L’ancien ministre d’Alpha Condé considère que la Cedeao s’enlise dans la complaisance et les compromissions. Et estime qu’elle ne pourra se relever qu’en appliquant indistinctement les règles à tous ses membres.
La Cedeao traverse la plus grave crise de son histoire récente. C’est un euphémisme de dire que l’organisation ouest-africaine est à la fois aux abois et aux abonnés absents : ne disposant plus de moyens de pression conséquents ni d’un pouvoir de dissuasion effectif, elle est passée d’un rôle de veille et de « père fouettard » à une coquille vide qui se débat pour assurer sa survie ou prolonger son agonie.
Que reste-t-il de la Cedeao ? Peut-être le sigle et le symbole, après qu’elle est devenue l’ombre d’elle-même à cause d’une série de revers et d’une défiance de plus en plus ouverte et violente. Elle a raté le coche au Niger, où elle a fini par ranger les armes alors qu’elle avait déclaré urbi et orbi qu’elle interviendrait militairement pour rétablir l’ordre constitutionnel rompu par le coup d’État du général Abdourahamane Tiani. Un putsch qualifié de « trop », car venant allonger une série d’autres survenus dans des pays membres de la Cedeao : Mali, Guinée et Burkina Faso. Ce sont précisément ces coups de force qui semblent avoir sonné le glas de l’institution sous-régionale.
D’un compromis à un autre, sans tenir compte de sa vocation, de ses missions, ni même des dispositions de ses propres textes, la Cedeao a fini par perdre une grande partie de son influence et de sa prestance.
Tibou Kamara
Fraîchement élu président de la République fédérale du Nigéria, Bola Tinubu, désigné dans la foulée président en exercice de la Cedeao, avait promis de redorer le blason de l’organisation dont il venait de prendre la tête, en commençant par mettre un terme à ce que certains ont qualifié d’« épidémie de putschs ». Le Niger fut le test. Alors qu’il avait juré que sa main ne tremblerait pas, que la Cedeao ne serait pas « sans crocs » afin de pouvoir mordre en cas de besoin, il n’a ni dépassé le stade des bonnes intentions ni réussi à faire plier la junte aux commandes à Niamey. Ses pairs et lui n’ont même pas pu obtenir des concessions a minima.
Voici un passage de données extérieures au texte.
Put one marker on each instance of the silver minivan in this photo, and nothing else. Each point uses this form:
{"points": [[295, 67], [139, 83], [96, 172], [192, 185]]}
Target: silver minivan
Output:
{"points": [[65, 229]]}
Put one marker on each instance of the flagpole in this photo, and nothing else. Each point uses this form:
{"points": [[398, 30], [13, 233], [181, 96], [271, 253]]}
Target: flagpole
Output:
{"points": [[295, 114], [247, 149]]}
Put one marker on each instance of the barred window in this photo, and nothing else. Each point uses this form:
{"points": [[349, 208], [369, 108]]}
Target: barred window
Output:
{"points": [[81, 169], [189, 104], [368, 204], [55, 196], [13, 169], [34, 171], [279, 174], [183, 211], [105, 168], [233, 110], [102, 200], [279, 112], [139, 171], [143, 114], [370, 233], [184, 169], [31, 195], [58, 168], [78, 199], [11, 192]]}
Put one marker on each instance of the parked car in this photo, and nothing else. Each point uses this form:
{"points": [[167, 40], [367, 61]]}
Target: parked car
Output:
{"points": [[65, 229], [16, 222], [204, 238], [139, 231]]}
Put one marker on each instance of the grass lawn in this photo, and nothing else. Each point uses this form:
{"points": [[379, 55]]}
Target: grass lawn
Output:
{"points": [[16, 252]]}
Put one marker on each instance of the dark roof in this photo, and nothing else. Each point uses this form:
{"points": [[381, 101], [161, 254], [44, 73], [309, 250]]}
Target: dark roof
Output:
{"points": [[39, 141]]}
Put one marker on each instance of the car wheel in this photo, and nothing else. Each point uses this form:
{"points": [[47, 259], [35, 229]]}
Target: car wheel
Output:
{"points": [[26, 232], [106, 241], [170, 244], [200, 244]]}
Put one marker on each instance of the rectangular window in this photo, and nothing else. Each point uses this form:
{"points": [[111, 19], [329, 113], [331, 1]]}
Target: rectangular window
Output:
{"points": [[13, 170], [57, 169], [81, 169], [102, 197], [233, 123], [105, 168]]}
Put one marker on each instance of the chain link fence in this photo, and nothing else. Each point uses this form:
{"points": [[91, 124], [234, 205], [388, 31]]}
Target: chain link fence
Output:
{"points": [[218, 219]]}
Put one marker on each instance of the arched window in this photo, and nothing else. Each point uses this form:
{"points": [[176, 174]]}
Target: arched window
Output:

La faillite de l’institution incombe aux chefs d’État
On pourra toujours arguer que la division du bloc occidental, entre la France partisane d’une ligne dure et les États-Unis plus conciliants, n’a pas permis à la Cedeao d’aller jusqu’au bout de ses résolutions de fermeté. Cependant, la faillite de l’institution incombe, en premier lieu, aux Africains eux-mêmes, notamment aux chefs d’État qui ont des intérêts divergents et ne partagent jamais la même lecture des crises. Il y a toujours eu un seuil de tolérance et une ambivalence dans la prise de décisions, ce qui a empêché l’intransigeance sur les principes et la cohérence dans les prises de position. D’un compromis à un autre, sans tenir compte de sa vocation, de son mandat, de ses missions, ni même des dispositions de ses propres textes, la Cedeao a fini par perdre une grande partie de son influence et de sa prestance, se retrouvant aujourd’hui dans une impasse.
La Cedeao s’enlise, chaque jour un peu plus, dans la complaisance et les compromissions.
Tibou Kamara
Ses émissaires viennent d’être renvoyés, sans ménagement, par le président de Guinée-Bissau, Umaro Sissoco Embaló, celui-là même qui fut président en exercice de la Cedeao et semblait foncièrement acquis à sa cause. La raison invoquée est que les visiteurs n’auraient pas suivi à la lettre la feuille de route du pouvoir. Par ailleurs, le nouveau président du Ghana, John Dramani Mahama, à peine investi dans ses fonctions, a pris son bâton de pèlerin pour sillonner les pays de l’Alliance des États du Sahel (AES) afin de convaincre, voire supplier, leurs dirigeants – qui ont claqué la porte de la Cedeao avec bruit et fracas – de revenir dans la maison commune.
On constate que la Cedeao est réduite à se plier aux caprices des uns et aux désidératas des autres, car elle persiste à fuir ses responsabilités et s’enlise, chaque jour un peu plus, dans la complaisance et les compromissions. D’où une cour assidue aux dissidents et toutes les tractations en cours pour sauver la face. On semble préférer la solidarité dans le mal, l’union de façade, au risque de s’isoler pour défendre des valeurs et normes communément admises. Tout bien considéré, la Cedeao est victime d’elle-même et ne pourra se relever que si elle applique indistinctement les règles et se fait respecter par tous.